Some other options to consider: Chad Pinder, Bruce Maxwell, Ryon Healy and Jharel Cotton. Pinder has shown us a lot of potential as a super-utility player this season, patrolling both corner outfield spots well as well as being competent on the infield. He could end up being the A’s version of Milwaukee’s Hernan Perez; a versatile two-win player. Maxwell looks like he has the tools behind the dish, but I’d like to look at some of his defensive metrics once the season concludes to get a better idea of what we’re working with. Healy is a solid component on this club, but his current lack of defensive abilities isn’t really in the long-term plans. Cotton is another interesting case. Coming into this season fans were excited about his potential. After 15 starts in 2017 he holds a 5.49 ERA which has cooled some of the hype, but a lot of that can be linked back to his lack of command. He holds a 4.15 walks per nine rate this season while he put up a 1.23 rate while grabbing a cup of coffee last year. His minor league average over six seasons falls in the middle at 2.6 walks per nine, so with some work on his control, Cotton would be another piece worth a deal.

In essence, the whole concept behind signing these guys to a deal that eats up their arbitration and perhaps a year or two of free agency is that you’ll lock them in for a lower rate instead of having to pay market value down the road.

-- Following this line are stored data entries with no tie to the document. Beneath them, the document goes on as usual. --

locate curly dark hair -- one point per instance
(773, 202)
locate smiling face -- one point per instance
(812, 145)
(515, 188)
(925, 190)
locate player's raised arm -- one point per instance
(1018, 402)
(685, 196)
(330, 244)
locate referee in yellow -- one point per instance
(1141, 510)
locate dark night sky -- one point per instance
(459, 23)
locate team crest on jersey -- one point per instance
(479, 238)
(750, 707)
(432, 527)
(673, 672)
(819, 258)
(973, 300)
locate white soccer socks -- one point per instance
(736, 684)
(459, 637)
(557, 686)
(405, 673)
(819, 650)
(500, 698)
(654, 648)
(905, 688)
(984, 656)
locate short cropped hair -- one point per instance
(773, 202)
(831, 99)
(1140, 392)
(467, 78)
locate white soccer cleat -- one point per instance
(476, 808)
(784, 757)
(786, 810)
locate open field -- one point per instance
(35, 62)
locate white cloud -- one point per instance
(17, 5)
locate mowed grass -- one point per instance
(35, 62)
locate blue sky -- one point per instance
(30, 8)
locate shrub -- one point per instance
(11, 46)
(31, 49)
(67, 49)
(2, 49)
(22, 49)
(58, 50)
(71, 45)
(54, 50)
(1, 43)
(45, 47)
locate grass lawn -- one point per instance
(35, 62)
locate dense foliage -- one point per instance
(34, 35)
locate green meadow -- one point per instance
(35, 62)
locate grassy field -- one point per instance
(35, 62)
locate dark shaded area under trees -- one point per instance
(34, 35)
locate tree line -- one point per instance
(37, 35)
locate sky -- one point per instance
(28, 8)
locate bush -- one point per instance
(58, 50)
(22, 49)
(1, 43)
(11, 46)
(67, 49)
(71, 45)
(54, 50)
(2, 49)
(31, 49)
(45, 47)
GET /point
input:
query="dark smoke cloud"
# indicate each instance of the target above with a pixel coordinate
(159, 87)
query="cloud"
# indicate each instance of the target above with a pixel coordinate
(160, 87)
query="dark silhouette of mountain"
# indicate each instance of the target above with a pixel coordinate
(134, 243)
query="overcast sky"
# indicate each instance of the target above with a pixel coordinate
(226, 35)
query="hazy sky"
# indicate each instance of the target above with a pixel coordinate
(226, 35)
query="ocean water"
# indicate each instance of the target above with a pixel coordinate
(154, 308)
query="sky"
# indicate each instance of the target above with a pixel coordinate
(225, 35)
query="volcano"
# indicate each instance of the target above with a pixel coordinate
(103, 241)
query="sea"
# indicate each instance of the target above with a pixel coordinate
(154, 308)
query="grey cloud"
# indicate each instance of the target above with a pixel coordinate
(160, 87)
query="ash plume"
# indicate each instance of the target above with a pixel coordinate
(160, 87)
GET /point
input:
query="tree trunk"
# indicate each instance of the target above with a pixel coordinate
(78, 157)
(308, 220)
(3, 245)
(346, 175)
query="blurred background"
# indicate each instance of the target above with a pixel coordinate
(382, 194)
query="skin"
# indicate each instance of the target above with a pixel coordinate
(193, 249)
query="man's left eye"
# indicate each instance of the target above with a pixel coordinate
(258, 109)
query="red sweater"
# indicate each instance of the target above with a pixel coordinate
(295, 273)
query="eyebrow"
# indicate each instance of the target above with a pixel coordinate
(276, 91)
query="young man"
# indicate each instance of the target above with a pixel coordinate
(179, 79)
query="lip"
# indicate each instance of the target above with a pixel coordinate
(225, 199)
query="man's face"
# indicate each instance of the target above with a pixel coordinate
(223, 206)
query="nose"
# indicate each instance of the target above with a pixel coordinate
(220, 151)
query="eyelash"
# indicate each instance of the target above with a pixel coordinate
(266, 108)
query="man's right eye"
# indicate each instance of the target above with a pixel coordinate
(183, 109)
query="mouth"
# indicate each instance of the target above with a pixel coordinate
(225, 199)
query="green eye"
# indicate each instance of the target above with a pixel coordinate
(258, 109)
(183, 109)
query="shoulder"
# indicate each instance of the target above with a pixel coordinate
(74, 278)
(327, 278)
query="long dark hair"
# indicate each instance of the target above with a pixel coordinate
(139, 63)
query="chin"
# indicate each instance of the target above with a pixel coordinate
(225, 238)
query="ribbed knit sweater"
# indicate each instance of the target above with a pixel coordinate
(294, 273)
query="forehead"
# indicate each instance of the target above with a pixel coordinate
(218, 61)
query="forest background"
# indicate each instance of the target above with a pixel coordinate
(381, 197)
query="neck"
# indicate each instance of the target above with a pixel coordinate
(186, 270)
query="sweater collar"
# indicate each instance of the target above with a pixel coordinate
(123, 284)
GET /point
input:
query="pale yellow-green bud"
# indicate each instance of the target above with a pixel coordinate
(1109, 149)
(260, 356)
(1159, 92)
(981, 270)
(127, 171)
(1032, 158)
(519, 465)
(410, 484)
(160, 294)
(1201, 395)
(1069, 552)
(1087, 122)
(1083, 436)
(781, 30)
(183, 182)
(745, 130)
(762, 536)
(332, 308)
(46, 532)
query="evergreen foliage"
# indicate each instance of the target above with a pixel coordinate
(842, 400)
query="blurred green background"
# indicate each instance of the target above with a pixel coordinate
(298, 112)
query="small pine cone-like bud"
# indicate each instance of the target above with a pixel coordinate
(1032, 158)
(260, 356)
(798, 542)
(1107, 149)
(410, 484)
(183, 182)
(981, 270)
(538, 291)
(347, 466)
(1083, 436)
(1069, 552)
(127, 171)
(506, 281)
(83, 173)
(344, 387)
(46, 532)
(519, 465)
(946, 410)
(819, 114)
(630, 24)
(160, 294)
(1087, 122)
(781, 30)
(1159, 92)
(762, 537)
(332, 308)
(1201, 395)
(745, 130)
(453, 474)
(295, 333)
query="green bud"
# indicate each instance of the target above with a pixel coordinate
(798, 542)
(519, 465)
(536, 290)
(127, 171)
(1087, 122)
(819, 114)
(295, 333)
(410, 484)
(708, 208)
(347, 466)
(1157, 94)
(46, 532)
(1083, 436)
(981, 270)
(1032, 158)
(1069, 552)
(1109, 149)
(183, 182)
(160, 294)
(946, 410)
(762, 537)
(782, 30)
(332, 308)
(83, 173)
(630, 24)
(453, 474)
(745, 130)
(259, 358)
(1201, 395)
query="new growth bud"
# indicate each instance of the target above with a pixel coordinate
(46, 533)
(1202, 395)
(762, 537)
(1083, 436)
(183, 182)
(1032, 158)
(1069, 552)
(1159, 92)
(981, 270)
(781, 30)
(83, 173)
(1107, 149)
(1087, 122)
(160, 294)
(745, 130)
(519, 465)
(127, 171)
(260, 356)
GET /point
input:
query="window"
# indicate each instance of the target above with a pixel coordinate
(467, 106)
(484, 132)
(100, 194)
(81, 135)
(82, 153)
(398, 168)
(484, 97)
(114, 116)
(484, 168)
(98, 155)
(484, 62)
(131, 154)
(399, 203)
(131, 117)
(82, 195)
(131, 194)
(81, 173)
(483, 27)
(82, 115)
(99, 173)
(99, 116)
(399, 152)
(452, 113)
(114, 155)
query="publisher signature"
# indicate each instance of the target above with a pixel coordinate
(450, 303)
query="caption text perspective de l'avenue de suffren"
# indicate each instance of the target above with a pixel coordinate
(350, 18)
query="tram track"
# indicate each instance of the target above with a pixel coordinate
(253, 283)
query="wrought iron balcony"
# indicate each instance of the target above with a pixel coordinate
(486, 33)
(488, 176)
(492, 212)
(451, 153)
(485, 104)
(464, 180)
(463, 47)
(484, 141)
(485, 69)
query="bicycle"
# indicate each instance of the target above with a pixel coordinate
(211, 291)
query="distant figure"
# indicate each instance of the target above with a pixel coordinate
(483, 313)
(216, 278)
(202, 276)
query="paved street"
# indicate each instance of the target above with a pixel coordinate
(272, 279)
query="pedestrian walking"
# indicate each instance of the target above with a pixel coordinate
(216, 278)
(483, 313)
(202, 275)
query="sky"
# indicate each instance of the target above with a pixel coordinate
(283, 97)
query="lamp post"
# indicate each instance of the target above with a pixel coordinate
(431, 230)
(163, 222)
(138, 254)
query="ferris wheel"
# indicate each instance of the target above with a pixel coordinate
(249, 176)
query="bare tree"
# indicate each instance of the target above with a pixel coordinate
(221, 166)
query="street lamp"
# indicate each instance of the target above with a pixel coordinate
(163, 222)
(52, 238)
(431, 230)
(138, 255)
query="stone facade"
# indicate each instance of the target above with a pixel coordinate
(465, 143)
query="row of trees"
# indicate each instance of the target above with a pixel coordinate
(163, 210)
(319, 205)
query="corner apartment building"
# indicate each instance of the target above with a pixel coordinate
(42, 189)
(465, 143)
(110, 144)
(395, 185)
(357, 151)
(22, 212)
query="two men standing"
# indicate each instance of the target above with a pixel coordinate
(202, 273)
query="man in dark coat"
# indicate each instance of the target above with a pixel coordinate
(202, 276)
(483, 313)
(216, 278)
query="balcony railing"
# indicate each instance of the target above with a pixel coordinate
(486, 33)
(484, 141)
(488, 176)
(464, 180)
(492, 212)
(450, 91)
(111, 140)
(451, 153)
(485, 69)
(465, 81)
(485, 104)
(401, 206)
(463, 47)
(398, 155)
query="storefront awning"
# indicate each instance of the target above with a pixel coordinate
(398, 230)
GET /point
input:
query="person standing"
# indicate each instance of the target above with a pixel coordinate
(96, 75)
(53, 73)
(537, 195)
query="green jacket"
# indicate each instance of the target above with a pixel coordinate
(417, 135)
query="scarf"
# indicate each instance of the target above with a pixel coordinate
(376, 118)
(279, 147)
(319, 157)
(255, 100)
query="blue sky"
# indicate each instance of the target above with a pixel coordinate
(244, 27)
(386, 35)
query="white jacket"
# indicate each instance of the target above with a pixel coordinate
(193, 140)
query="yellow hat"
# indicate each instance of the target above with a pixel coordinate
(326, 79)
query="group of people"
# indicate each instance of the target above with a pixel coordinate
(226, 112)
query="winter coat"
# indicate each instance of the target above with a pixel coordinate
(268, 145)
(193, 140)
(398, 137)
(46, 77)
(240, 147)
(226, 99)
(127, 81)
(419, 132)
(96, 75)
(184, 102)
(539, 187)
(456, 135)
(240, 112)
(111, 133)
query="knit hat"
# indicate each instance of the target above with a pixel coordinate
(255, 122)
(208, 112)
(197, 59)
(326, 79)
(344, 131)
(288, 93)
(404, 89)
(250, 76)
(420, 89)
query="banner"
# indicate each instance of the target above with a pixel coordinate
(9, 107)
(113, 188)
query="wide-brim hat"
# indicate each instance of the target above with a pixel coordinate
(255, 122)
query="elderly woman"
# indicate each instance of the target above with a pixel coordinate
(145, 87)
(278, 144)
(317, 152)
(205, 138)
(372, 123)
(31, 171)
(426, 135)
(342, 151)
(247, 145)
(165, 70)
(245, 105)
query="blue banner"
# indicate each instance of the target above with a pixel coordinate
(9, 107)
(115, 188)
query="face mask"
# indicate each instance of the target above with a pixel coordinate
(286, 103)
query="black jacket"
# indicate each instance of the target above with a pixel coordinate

Having as many fixed expenses as you can is one way to build up a future contender. Chipping away at some of that payroll three, four or five years down the line is one way to save a few million dollars (potentially) and be able to invest that money in a free agent that the team could use later on.

Obviously these deals are risky, but for these A’s, they’re almost a necessity to keep rebuilding the faith that this time is different. This time they are committed to Oakland, to the fans and to winning.